Stuart Broomer, Point of Departure

The French saxophonist Daunik Lazro is one of his instrument’s great explorers, but in North America he is a significantly under-known musician. First recording with bassist Saheb Sarbib in the 1970s, Lazro has roots deep in free jazz, though his associations in succeeding decades have generally been further into the terrain of free improvisation. He has had particularly fruitful, long-running musical associations with Joëlle Léandre and Carlos Zingaro, and in 1995 toured and recorded in a trio with Joe McPhee and Evan Parker, company to which he is perfectly suited. This recent CD, with Lazro in solo, presents him as a dedicated baritone saxophonist, mining the instrument’s resonance with a rare profundity.

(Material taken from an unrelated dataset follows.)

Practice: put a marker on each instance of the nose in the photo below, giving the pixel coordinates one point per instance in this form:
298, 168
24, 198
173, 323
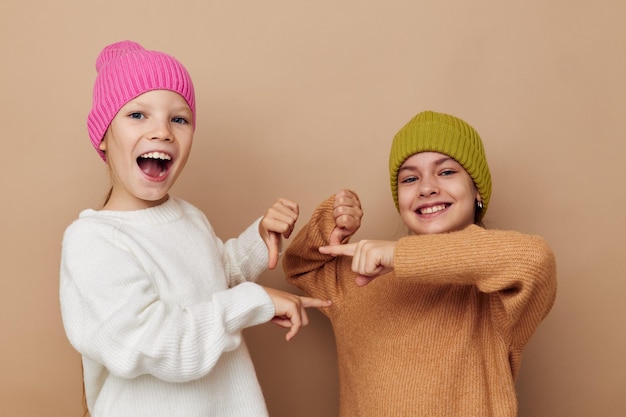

One is free to associate Lazro with his roots or his explorations. He begins the solo CD Some Other Zongs with the only composition to be found on either of these recordings, Joe McPhee’s “Le Vieux Carré.” It’s a deep blues that reaches well past McPhee and the usual free jazz sources to go directly to Harry Carney (that primordial circular breather whose 100th anniversary on April 1, 2010, occurred just a few days prior to the recording), the grain of Lazro’s sound initially almost as warm and pure as Carney’s own before Lazro gradually attenuates it to include some harsher timbres and some multiphonics as well. The remarkable “Caverne de Platon” can invoke a very different baritone saxophonist, Werner Ludi recording himself inside the Lucendro dam. Lazro is a genius of sonics, attenuating high and low multiphonics as layers of pitch appear and disappear in his extended notes (as a sonic baritone saxophonist, Mats Gustafsson may be his closest kin for the sheer life in the airy spray of harmonics). Each of the succeeding “Zongs” develops its own character: “Zong at Saint-Merry 3” might suggest a pod of whales; the broad-ranging “Zong 4” hints at a baritone shakuhachi (ringing in the Grand Canyon). [...] Lazro is a special improviser, with a unique identity.